Los deberes están hechos. Ahora ya falta poco para el gran día y hay que mantener todo bajo control para que nada nos perturbe a última hora. Tenemos razones para estar tranquilos y confiar en lo que almacenamos en las piernas, pero aún así conviene no despistarse y repasar aquellos factores que nos puedan ayudar antes, durante y después de conseguir nuestro objetivo.
LA VÍSPERA
La idea es llegar lo más frescos posibles a
la competición por lo que la semana anterior
a la gran cita debemos disminuir progresivamente
la duración e intensidad de nuestros
entrenamientos e introducir alguna jornada
de descanso. El día anterior, según Ferrero,
“bastará con rodar muy suave durante 30-40
minutos. Después una rectas vivas de 80-100
m, entre 4 y 8 (dependiendo de nuestro nivel)
y unos estiramientos. Es importante intentar
dormir bien, sobre todo la noche antes de
la víspera. Pero cuidado, no es beneficioso
dormir más de lo necesario el día anterior ya
que el cuerpo puede estar demasiado relajado
y no rendirá a tope”.
CALENTAMIENTO
Nos decantamos por el método empleado
por nuestra compañera Aurora Pérez, aunque
ella es la primera en señalar que “se trata de
algo muy personal y cada uno elige lo que
mejor le va. Lo más importante es encontrar
nuestra propia rutina y repetirla siempre antes
de cada carrera, de esa forma tendremos calculado
el tiempo y no nos veremos asaltados
por los imprevistos. A mí me gusta hacer las
cosas relajadamente, así que empiezo a calentar
unos 50-55 minutos antes de la salida.
Primero ruedo 20 minutos con las zapatillas
de entrenar. Luego me pongo las de competir,
me cambio de ropa y hago ejercicios de estiramientos.

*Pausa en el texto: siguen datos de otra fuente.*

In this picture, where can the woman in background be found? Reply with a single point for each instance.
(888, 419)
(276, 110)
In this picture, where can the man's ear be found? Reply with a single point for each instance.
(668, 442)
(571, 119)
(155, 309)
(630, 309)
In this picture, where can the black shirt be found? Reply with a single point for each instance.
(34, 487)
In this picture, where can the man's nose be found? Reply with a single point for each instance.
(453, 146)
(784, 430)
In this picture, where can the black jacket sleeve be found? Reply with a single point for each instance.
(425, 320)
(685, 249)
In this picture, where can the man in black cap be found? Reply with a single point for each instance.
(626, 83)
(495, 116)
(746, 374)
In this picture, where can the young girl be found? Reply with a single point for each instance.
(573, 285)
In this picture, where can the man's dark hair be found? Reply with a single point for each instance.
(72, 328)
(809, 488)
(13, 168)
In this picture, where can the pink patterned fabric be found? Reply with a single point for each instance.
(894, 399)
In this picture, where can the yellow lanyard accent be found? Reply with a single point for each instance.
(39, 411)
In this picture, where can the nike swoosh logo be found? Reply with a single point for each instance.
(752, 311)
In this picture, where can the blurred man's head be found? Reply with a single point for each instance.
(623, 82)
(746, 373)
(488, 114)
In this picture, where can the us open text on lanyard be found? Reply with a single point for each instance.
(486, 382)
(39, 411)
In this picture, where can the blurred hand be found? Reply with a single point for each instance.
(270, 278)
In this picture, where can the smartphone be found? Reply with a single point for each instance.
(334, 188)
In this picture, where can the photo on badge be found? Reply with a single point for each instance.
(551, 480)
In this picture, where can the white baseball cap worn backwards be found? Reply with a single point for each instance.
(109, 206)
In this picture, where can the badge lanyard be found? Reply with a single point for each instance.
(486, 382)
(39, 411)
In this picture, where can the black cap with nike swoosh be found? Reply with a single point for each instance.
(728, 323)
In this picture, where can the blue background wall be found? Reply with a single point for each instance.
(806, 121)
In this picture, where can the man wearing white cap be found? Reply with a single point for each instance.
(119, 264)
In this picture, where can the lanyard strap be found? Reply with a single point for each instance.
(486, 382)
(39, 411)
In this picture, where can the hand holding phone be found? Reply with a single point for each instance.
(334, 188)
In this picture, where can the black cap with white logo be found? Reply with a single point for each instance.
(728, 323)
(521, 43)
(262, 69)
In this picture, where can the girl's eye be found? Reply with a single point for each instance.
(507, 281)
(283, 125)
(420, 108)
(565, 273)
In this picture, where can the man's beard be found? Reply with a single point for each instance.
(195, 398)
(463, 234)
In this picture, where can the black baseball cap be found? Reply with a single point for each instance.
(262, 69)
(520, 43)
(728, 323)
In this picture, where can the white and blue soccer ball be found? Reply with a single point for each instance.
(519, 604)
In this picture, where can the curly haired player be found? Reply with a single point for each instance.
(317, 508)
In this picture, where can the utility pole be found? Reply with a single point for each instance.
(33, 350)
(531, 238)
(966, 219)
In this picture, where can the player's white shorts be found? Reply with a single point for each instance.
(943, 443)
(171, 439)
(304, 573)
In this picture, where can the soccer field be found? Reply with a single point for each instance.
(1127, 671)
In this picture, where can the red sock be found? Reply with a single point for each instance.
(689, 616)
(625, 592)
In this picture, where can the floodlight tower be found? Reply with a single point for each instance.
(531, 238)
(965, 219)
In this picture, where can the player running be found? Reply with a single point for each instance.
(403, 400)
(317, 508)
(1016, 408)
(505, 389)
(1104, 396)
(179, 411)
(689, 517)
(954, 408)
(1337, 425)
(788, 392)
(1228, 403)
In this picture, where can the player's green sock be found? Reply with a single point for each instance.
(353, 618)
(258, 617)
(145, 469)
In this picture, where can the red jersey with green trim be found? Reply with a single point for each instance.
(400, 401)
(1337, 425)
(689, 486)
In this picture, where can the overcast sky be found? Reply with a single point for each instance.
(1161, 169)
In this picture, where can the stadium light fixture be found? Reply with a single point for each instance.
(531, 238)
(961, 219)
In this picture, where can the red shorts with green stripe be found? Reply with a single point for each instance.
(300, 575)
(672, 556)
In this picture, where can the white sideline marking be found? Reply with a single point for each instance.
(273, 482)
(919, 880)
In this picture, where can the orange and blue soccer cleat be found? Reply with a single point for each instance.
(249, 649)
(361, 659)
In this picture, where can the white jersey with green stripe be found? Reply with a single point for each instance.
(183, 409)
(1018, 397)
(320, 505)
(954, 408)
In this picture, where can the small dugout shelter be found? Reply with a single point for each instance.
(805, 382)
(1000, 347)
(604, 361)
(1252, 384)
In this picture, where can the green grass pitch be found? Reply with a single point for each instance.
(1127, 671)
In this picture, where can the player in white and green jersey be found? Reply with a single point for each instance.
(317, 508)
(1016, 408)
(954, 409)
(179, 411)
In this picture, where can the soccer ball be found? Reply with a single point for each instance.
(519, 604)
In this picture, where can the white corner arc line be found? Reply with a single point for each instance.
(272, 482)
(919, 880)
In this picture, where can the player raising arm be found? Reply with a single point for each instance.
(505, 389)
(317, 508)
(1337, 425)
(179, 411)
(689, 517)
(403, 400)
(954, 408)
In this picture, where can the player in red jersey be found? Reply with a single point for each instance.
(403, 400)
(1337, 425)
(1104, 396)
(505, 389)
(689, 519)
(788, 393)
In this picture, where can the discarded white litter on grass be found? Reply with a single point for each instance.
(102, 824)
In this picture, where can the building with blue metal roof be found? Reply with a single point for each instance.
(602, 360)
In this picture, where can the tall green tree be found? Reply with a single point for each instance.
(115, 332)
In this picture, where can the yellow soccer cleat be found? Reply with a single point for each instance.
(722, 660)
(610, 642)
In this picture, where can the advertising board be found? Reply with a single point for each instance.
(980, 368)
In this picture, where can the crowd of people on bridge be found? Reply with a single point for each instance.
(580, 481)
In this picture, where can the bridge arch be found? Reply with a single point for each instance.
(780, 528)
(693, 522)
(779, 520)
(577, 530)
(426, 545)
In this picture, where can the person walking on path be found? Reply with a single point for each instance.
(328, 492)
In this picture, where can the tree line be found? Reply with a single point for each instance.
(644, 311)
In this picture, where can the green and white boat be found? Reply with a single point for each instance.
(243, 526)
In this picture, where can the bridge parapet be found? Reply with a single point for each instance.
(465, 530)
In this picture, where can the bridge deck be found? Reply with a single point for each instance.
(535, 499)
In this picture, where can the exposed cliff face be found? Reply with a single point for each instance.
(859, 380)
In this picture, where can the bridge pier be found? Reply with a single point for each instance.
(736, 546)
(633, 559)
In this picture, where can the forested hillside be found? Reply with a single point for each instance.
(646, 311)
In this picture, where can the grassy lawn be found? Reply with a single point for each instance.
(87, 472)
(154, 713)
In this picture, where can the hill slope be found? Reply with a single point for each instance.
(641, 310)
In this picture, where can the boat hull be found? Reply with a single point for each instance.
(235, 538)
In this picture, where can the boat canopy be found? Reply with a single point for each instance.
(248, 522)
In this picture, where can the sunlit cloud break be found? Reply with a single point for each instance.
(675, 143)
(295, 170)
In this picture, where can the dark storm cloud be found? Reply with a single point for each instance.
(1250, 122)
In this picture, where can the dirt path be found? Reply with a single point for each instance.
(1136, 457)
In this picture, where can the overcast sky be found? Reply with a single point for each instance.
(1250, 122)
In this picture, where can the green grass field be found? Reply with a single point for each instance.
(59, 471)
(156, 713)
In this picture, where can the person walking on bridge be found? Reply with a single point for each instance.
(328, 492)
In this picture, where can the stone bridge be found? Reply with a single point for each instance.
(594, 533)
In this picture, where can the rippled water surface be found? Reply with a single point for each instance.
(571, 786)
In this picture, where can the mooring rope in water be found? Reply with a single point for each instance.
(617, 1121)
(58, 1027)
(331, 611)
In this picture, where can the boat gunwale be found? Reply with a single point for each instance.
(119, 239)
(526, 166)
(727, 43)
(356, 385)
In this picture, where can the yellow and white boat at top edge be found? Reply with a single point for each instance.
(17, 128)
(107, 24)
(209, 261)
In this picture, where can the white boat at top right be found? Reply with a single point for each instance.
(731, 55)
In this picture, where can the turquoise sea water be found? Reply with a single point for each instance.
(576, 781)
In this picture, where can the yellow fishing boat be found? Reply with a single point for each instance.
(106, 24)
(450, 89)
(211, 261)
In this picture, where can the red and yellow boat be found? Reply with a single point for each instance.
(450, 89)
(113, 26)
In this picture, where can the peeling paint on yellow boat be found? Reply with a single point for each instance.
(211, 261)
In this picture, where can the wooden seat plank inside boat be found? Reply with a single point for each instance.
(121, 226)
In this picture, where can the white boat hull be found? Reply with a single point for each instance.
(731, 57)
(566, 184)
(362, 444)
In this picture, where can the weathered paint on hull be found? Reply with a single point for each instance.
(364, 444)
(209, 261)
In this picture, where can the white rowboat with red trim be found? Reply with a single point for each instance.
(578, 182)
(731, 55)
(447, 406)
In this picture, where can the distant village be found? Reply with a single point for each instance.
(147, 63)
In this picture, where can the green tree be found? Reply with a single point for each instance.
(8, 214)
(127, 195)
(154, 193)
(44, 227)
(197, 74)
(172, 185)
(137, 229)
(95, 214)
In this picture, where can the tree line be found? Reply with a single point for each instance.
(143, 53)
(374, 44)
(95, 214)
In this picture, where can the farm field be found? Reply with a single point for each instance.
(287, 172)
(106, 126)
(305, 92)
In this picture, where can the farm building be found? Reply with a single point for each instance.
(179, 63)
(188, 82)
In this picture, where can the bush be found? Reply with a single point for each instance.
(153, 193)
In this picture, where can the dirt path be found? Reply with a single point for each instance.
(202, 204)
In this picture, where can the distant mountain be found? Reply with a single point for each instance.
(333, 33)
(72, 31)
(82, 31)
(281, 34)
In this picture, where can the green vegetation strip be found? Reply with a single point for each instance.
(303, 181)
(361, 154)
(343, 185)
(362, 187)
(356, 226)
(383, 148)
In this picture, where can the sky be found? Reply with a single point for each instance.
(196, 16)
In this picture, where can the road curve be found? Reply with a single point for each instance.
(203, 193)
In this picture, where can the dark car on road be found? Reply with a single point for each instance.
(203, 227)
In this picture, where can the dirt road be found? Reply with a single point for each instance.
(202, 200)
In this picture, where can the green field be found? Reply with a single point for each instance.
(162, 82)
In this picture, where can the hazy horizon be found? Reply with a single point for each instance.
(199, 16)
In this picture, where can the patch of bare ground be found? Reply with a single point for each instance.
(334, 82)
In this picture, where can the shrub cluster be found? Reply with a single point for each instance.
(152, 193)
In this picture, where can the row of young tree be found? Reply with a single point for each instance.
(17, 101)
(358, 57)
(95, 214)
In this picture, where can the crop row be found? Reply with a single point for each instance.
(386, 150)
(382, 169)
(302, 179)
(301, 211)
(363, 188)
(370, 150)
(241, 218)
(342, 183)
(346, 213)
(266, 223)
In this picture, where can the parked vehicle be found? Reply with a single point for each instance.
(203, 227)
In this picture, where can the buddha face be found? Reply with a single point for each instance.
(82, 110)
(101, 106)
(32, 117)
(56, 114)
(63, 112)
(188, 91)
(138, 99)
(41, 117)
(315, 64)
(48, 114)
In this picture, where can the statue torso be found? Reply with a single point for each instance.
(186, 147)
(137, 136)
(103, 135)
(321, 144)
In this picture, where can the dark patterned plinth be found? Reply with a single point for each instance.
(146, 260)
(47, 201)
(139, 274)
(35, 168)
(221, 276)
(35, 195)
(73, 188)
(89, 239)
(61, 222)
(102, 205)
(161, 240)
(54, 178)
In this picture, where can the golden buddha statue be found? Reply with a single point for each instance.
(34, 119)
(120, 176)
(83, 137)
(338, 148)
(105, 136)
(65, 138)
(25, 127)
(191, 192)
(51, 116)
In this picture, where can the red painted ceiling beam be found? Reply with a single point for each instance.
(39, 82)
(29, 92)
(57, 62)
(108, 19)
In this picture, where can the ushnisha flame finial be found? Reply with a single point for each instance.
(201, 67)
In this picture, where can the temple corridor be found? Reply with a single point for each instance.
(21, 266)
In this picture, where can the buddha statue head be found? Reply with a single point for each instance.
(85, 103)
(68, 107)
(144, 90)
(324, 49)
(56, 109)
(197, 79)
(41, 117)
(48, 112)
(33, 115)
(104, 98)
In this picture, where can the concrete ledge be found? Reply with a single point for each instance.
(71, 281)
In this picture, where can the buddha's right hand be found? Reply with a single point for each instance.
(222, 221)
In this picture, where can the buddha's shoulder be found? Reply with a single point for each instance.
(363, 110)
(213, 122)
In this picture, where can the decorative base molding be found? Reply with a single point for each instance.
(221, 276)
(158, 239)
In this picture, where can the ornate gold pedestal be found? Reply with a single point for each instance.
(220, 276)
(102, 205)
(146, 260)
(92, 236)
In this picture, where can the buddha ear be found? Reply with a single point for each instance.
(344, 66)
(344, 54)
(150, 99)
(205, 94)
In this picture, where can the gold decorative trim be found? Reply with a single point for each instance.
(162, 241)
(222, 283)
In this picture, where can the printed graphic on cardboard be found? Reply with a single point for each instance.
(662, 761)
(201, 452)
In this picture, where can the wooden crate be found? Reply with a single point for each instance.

A unos minutos de la salida algo
de técnica suave y unas rectas en progresión,
para subir la pulsaciones y empezar la carrera
activa”.
ESTRATEGIA
Es importante planificar como vamos a
competir, de esa forma sacaremos el máximo
partido a todo lo recolectado en los entrenamientos.
A priori 10 km pueden antojársenos
cortos, pero la realidad indica que si nos
pasamos de listos hay tiempo más que suficiente
para sufrir. Así pues, lo mejor es optar
por la sensatez. Marquina aconseja “correr el
segundo 5.000 más rápido que el primero. El
kilómetro más veloz de la prueba ha de ser el
último (siempre que la orografía lo permita),
nunca el primero (así pues, importante tener
sangre fría y controlar los ímpetus iniciales).
Lo ideal es coger nuestro ritmo y no soltarlo,
nada de picarse con otros e intentar atrapar
al grupo que va delante.
MOMENTOS DECISIVOS
Ya ha quedado dicho que estamos ante una
prueba relativamente corta pero con suficiente
longitud como para atravesar momentos de
crisis. No hay una regla exacta en este aspecto,
y lógicamente depende de los desniveles,
el ritmo, el estado de forma... Pero después
de años de experiencia Ferrero señala que
“el momento más difícil suele estar entre el
octavo y el noveno kilómetro. Suele asaltar al
atleta un cansancio más psicológico que físico
y es importante saber reponerse (he observado
que los maratonianos lo hacen con mayor
facilidad) para entrar con fuerza en el último
kilómetro; con la meta casi a la vista uno se
recupera y es capaz de dar el máximo”.
RECUPERACIÓN
Para Beneyto, lo más aconsejable después
de una carrera de 10 km disputada a pleno
esfuerzo es “estar 3 días sin hacer ningún
tipo de trabajo anaeróbico exigente. Podemos
rodar 40 minutos suaves sobre terreno blando
para regenerar o realizar sesiones de fuerza
(menos cuestas). Creo que se puede correr
la distancia fuerte una vez al mes y otra
más al 80%, en lugar de un día de series.